On October 3, Chinese ICT company Huawei announced that Dr. Anthony C. K. Soong, its chief scientist for wireless research and standards in the US, has joined the board of directors of Open Platform for NFV (OPNFV), an open-source reference platform intended to accelerate the introduction of new products and services.
Dr. Soong stated that “OPNFV will be instrumental in providing a reference platform for driving adoption of well-documented, integrated and tested open source components for NFV deployments in growing industry segments such as M2M communications and future technologies such as 5G.”
Further to Dr. Soong’s appointment, George Reed, SVP of solutions and marketing for Huawei Technologies USA, will be joining the marketing committee.
As board president Margaret Chiosi explained, “The industry’s shift to SDN and NFV is changing the way applications are delivered and consumed. As operators strive to meet the demands of consumers and enterprises for services in today’s Internet of Things era, collaboration among operators and companies such as Huawei will help to address these challenges head-on.”
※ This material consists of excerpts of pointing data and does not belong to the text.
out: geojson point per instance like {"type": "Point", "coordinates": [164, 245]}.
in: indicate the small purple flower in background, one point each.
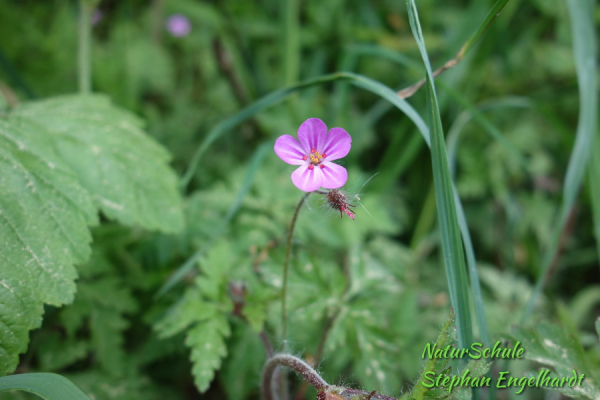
{"type": "Point", "coordinates": [314, 152]}
{"type": "Point", "coordinates": [178, 25]}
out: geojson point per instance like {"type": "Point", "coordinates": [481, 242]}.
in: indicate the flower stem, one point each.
{"type": "Point", "coordinates": [295, 363]}
{"type": "Point", "coordinates": [286, 266]}
{"type": "Point", "coordinates": [86, 9]}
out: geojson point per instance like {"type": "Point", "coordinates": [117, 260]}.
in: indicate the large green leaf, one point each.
{"type": "Point", "coordinates": [44, 214]}
{"type": "Point", "coordinates": [61, 160]}
{"type": "Point", "coordinates": [125, 170]}
{"type": "Point", "coordinates": [46, 386]}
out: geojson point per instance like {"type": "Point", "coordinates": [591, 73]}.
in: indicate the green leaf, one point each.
{"type": "Point", "coordinates": [45, 385]}
{"type": "Point", "coordinates": [206, 328]}
{"type": "Point", "coordinates": [242, 368]}
{"type": "Point", "coordinates": [207, 342]}
{"type": "Point", "coordinates": [558, 347]}
{"type": "Point", "coordinates": [436, 366]}
{"type": "Point", "coordinates": [124, 169]}
{"type": "Point", "coordinates": [585, 51]}
{"type": "Point", "coordinates": [44, 218]}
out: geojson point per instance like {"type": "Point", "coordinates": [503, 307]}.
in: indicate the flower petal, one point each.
{"type": "Point", "coordinates": [312, 134]}
{"type": "Point", "coordinates": [289, 150]}
{"type": "Point", "coordinates": [337, 144]}
{"type": "Point", "coordinates": [306, 179]}
{"type": "Point", "coordinates": [334, 175]}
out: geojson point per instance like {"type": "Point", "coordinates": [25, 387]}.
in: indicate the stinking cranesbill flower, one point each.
{"type": "Point", "coordinates": [314, 152]}
{"type": "Point", "coordinates": [339, 201]}
{"type": "Point", "coordinates": [179, 25]}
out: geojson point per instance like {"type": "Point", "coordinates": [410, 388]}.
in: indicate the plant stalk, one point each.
{"type": "Point", "coordinates": [86, 9]}
{"type": "Point", "coordinates": [286, 266]}
{"type": "Point", "coordinates": [295, 363]}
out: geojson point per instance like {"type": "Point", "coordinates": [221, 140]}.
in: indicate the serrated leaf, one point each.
{"type": "Point", "coordinates": [206, 340]}
{"type": "Point", "coordinates": [124, 169]}
{"type": "Point", "coordinates": [436, 366]}
{"type": "Point", "coordinates": [191, 308]}
{"type": "Point", "coordinates": [242, 368]}
{"type": "Point", "coordinates": [44, 214]}
{"type": "Point", "coordinates": [104, 315]}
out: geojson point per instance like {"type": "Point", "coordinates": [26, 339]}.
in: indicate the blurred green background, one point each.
{"type": "Point", "coordinates": [521, 77]}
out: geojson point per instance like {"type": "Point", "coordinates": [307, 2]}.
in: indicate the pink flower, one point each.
{"type": "Point", "coordinates": [314, 152]}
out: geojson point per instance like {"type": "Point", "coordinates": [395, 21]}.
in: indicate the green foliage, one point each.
{"type": "Point", "coordinates": [434, 367]}
{"type": "Point", "coordinates": [53, 180]}
{"type": "Point", "coordinates": [44, 214]}
{"type": "Point", "coordinates": [366, 295]}
{"type": "Point", "coordinates": [113, 159]}
{"type": "Point", "coordinates": [200, 313]}
{"type": "Point", "coordinates": [557, 346]}
{"type": "Point", "coordinates": [44, 385]}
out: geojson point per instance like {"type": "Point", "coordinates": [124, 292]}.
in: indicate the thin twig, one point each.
{"type": "Point", "coordinates": [295, 363]}
{"type": "Point", "coordinates": [286, 266]}
{"type": "Point", "coordinates": [372, 395]}
{"type": "Point", "coordinates": [409, 91]}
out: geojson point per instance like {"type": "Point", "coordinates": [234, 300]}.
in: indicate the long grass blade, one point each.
{"type": "Point", "coordinates": [452, 247]}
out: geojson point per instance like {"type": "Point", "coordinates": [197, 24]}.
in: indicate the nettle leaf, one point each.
{"type": "Point", "coordinates": [123, 168]}
{"type": "Point", "coordinates": [103, 316]}
{"type": "Point", "coordinates": [436, 366]}
{"type": "Point", "coordinates": [208, 348]}
{"type": "Point", "coordinates": [203, 316]}
{"type": "Point", "coordinates": [558, 347]}
{"type": "Point", "coordinates": [206, 329]}
{"type": "Point", "coordinates": [44, 218]}
{"type": "Point", "coordinates": [60, 160]}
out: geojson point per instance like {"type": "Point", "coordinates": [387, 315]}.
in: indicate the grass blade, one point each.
{"type": "Point", "coordinates": [584, 48]}
{"type": "Point", "coordinates": [45, 385]}
{"type": "Point", "coordinates": [594, 183]}
{"type": "Point", "coordinates": [452, 247]}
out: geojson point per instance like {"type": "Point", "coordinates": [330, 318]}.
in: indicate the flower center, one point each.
{"type": "Point", "coordinates": [315, 159]}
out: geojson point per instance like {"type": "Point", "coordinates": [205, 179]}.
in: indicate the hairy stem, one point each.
{"type": "Point", "coordinates": [295, 363]}
{"type": "Point", "coordinates": [286, 266]}
{"type": "Point", "coordinates": [86, 8]}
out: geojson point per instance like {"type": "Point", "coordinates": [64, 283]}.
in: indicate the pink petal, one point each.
{"type": "Point", "coordinates": [306, 179]}
{"type": "Point", "coordinates": [312, 134]}
{"type": "Point", "coordinates": [337, 144]}
{"type": "Point", "coordinates": [289, 150]}
{"type": "Point", "coordinates": [334, 176]}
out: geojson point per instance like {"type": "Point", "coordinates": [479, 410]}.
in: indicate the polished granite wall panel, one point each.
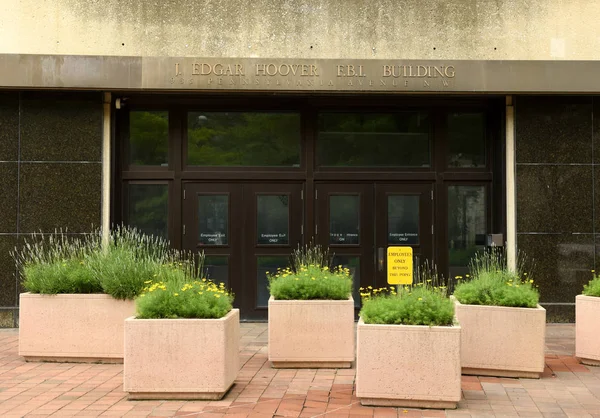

OPNFV was established by the Linux Foundation to accelerate the introduction of new products and services and to drive standards in the NFV arena. Dr. Soong joins a board that has members from companies including CableLabs, Red Hat, Cisco, Juniper, IBM, Ericsson, and Brocade.
NFV is the yin to SDN’s yang. SDN (software-defined networking) entails the separation of the control plane from the forwarding functions. NFV (network functions virtualization) involves the splitting of functions into discrete units, like server virtualization has done for servers. NFV and SDN are very much complementary products. From a VMware perspective, you could look at NSX as SDN and possibly vCNS as NFV. In the open-source world, OpenFlow is the king of the hill for NFV. So to sum, up SDN is concerned with the control plane, and NFV is concerned with the data plane.
In the greater scheme of things, NFV is likely the more important of these technologies, but for it to be successful, SDN needs greater adoption. Both technologies align on the use of commodity servers and switches; they are complementary. However, NFV is the key to transforming the network layer and decoupling services from proprietary appliances. Moving it to software simplifies the data plane. This is very important with service providers that require multi-tenancy.
As I see it, the main benefit that Huawei will receive from this appointment is the ability to influence the direction of new standards. That Huawei has been invited to the head table is an acknowledgement of its growing power within the ITC industry.